Learning to Hop for a Single-Legged Robot with Parallel Mechanism
Hongbo Zhang, Xiangyu Chu, Yanlin Chen, Yunxi Tang, Linzhu Yue, Yun-Hui Liu, Kwok Wai Samuel Au
TL;DR
The paper tackles continuous hopping control for a highly dynamic single-legged robot using a parallel 3-RSR leg, where accurate simulation of the parallel mechanism is difficult and the aerial phase is prolonged. It proposes a reinforcement learning framework trained on a serial-template model with a torque-level conversion to bridge serial training and real parallel hardware, augmented by a beta-VAE encoder–decoder for long-history proprioception and explicit base-velocity estimation. The approach includes domain randomization and a Jacobian-based torque mapping to enable robust sim-to-real transfer, with ablation results showing the importance of explicit velocity and latent-state representations.
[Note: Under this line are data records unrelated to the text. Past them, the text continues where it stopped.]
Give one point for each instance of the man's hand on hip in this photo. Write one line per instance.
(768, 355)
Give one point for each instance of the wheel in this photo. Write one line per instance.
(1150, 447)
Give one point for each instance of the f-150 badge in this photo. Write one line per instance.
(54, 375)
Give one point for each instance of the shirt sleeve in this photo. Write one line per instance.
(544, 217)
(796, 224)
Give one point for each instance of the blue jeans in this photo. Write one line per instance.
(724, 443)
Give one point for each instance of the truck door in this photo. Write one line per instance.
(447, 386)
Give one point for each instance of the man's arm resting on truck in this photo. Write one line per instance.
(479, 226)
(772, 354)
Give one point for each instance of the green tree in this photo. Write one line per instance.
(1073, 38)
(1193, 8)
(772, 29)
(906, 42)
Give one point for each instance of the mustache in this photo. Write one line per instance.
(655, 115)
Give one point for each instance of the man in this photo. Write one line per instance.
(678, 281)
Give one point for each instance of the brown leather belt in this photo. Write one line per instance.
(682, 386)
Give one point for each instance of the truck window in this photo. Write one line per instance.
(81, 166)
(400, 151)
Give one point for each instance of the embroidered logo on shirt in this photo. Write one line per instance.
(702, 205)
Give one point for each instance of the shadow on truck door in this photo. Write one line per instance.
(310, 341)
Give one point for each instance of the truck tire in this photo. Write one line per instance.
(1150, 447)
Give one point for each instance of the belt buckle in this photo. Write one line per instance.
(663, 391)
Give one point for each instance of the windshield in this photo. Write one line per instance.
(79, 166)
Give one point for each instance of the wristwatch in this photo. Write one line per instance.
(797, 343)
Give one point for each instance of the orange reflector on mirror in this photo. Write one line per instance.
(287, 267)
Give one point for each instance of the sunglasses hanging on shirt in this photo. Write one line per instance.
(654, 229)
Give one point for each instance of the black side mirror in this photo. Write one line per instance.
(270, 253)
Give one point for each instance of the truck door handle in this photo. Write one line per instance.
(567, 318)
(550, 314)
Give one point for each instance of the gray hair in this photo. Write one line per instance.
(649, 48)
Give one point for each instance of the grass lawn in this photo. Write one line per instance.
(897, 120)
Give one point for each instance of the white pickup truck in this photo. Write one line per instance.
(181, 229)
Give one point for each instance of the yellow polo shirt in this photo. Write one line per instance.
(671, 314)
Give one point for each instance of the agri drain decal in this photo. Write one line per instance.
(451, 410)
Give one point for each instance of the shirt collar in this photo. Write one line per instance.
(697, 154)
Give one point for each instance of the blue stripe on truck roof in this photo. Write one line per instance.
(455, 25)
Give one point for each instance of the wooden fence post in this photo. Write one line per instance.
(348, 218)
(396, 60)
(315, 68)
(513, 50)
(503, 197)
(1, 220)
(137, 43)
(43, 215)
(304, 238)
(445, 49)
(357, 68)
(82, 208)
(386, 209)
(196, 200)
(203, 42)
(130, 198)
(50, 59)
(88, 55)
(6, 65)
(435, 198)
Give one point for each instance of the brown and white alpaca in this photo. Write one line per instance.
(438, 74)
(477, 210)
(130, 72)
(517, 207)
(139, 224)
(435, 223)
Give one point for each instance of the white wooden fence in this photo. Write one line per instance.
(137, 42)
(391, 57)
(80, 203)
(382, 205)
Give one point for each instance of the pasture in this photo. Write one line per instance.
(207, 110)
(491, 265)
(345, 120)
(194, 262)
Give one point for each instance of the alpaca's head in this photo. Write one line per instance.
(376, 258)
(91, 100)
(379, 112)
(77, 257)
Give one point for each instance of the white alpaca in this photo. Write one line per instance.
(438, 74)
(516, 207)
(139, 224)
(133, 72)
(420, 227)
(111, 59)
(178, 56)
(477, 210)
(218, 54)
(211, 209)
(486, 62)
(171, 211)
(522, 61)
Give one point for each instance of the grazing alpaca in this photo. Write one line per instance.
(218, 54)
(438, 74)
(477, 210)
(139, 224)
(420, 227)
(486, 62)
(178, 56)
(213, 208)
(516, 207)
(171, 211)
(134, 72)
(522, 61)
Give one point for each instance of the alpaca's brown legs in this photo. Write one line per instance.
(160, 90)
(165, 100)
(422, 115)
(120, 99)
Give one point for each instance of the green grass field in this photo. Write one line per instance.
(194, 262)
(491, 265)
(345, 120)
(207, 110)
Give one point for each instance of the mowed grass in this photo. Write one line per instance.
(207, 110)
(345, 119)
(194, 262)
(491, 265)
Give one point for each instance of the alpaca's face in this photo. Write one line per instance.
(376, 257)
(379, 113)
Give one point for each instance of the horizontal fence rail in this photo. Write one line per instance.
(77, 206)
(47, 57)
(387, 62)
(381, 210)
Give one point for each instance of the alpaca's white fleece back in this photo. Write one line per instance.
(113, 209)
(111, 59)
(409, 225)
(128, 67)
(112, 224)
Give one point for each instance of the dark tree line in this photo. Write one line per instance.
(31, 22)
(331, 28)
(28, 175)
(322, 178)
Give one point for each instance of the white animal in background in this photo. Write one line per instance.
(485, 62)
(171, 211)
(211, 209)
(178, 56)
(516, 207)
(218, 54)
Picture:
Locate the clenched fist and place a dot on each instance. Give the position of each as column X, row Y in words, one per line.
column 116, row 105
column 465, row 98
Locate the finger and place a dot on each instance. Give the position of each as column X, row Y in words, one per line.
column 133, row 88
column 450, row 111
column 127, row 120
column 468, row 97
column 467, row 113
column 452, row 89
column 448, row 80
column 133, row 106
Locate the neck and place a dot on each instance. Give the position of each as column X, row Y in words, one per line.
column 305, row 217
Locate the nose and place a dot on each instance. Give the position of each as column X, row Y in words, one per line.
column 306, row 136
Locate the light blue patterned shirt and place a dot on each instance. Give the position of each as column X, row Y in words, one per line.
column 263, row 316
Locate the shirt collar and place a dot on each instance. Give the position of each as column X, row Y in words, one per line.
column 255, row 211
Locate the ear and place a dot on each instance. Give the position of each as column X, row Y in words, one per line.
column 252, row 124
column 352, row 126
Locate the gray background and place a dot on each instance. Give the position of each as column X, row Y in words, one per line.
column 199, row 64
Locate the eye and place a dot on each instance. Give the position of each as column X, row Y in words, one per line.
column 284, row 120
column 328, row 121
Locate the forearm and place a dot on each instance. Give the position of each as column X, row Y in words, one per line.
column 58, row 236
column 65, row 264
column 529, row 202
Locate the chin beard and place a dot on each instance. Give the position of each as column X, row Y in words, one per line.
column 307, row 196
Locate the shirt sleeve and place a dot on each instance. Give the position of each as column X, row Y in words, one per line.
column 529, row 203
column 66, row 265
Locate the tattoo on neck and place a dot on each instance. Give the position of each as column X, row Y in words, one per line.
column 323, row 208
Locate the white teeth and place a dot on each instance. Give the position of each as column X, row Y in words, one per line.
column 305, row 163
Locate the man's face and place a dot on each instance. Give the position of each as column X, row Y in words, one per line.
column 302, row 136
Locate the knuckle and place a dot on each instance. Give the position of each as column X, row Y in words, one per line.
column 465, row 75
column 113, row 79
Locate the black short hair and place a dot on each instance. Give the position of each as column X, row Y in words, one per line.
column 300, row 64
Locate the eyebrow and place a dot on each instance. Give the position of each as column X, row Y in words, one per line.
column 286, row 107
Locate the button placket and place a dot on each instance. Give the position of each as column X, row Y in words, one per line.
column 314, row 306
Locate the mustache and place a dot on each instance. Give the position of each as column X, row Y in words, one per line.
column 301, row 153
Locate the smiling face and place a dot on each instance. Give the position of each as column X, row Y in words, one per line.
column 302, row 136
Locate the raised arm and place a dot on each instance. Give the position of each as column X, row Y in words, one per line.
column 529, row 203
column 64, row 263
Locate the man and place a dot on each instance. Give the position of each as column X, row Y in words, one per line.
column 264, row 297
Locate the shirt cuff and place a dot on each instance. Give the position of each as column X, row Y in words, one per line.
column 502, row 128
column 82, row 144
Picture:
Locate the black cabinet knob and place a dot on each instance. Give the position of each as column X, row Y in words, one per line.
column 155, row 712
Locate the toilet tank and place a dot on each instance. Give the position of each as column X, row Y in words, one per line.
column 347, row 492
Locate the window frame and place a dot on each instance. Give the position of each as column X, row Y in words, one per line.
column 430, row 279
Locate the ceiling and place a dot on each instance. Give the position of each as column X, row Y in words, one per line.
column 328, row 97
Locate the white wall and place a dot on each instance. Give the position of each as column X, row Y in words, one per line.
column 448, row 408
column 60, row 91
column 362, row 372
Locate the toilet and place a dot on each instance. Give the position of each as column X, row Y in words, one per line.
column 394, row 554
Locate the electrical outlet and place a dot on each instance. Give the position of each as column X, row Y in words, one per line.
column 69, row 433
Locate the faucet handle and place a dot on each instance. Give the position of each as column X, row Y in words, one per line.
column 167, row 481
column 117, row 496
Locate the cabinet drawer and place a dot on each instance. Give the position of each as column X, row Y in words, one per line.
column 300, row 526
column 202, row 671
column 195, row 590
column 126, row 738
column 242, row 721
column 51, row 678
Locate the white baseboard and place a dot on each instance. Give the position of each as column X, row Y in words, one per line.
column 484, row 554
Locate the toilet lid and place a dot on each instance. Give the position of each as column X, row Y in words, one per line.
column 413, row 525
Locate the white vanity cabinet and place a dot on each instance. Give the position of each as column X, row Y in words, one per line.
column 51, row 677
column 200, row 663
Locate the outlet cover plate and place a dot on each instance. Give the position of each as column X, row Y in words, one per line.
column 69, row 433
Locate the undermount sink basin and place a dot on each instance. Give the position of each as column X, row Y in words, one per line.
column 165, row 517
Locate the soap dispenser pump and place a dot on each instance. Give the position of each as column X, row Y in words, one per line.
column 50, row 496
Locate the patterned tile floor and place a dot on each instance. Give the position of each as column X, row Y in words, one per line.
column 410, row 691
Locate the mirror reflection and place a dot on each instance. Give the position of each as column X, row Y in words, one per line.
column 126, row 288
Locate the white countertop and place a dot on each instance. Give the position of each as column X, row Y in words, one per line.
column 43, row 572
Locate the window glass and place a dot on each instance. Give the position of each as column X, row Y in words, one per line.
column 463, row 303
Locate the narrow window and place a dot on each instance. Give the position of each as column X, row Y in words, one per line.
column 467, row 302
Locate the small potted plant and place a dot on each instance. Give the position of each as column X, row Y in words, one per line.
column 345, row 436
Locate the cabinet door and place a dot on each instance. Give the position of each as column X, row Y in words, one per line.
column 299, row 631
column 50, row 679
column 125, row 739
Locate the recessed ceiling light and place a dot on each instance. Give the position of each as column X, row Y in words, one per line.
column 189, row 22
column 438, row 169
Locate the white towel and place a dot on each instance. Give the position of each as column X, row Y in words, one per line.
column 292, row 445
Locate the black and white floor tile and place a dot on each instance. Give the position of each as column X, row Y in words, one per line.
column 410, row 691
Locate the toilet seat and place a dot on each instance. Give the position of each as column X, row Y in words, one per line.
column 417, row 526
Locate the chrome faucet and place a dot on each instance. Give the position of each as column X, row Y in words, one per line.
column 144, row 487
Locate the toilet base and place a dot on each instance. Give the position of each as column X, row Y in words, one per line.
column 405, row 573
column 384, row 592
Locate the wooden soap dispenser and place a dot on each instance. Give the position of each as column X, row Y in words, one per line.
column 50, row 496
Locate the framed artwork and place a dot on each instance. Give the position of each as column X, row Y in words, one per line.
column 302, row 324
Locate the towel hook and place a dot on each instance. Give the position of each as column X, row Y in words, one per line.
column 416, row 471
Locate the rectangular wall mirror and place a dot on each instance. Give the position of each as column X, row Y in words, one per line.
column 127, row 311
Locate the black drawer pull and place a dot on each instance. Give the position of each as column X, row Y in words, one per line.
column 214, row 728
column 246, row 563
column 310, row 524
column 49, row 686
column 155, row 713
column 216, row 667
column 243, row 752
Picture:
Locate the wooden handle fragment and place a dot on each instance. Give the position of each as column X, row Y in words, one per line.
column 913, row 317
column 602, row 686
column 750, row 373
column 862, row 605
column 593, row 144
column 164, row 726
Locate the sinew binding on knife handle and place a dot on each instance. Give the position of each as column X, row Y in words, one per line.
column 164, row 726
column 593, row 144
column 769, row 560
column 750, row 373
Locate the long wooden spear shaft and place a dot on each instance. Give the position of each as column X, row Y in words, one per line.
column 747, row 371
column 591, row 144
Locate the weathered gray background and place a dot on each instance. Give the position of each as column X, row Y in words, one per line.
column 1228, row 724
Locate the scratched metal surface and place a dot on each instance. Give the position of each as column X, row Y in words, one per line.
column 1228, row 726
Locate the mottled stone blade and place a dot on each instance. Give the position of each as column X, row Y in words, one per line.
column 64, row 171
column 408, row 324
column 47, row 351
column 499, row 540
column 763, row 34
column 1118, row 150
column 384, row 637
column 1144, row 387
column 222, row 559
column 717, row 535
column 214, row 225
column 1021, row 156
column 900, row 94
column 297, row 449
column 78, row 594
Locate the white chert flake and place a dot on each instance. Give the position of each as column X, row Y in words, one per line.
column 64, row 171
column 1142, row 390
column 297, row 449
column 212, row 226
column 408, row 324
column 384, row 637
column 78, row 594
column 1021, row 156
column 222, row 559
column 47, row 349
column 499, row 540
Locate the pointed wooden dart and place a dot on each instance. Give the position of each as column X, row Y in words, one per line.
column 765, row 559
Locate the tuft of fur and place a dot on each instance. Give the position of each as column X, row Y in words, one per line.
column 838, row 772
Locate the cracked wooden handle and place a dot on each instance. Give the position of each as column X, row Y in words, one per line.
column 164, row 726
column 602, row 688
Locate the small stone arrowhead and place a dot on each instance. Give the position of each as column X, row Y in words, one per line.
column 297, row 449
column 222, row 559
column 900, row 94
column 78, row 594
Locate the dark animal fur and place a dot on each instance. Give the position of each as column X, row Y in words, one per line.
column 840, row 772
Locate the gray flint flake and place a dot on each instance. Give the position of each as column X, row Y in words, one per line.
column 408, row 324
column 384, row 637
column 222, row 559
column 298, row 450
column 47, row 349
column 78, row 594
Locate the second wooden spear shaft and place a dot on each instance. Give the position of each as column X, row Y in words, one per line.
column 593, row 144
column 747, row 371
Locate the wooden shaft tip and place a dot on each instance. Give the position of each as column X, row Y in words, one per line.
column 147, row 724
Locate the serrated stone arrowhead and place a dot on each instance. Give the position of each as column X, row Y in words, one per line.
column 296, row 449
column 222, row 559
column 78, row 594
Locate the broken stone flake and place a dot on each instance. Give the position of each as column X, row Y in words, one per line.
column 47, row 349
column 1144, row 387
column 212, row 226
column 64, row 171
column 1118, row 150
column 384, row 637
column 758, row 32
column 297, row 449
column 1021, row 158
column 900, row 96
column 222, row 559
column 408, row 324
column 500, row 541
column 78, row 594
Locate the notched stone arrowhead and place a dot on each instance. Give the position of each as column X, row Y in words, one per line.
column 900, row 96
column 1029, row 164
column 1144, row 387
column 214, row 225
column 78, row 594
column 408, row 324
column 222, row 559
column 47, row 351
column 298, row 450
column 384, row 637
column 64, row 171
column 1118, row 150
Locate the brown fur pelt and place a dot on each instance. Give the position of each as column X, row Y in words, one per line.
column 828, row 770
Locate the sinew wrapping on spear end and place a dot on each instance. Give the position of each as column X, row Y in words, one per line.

Real-world experiments demonstrate zero-shot transfer and superior performance against a SLIP-based baseline, indicating practical impact for underactuated parallel-legged robots and suggesting broader applicability to similar systems.
Abstract
This work presents the application of reinforcement learning to improve the performance of a highly dynamic hopping system with a parallel mechanism. Unlike serial mechanisms, parallel mechanisms can not be accurately simulated due to the complexity of their kinematic constraints and closed-loop structures. Besides, learning to hop suffers from prolonged aerial phase and the sparse nature of the rewards. To address them, we propose a learning framework to encode long-history feedback to account for the under-actuation brought by the prolonged aerial phase. In the proposed framework, we also introduce a simplified serial configuration for the parallel design to avoid directly simulating parallel structure during the training. A torque-level conversion is designed to deal with the parallel-serial conversion to handle the sim-to-real issue. Simulation and hardware experiments have been conducted to validate this framework.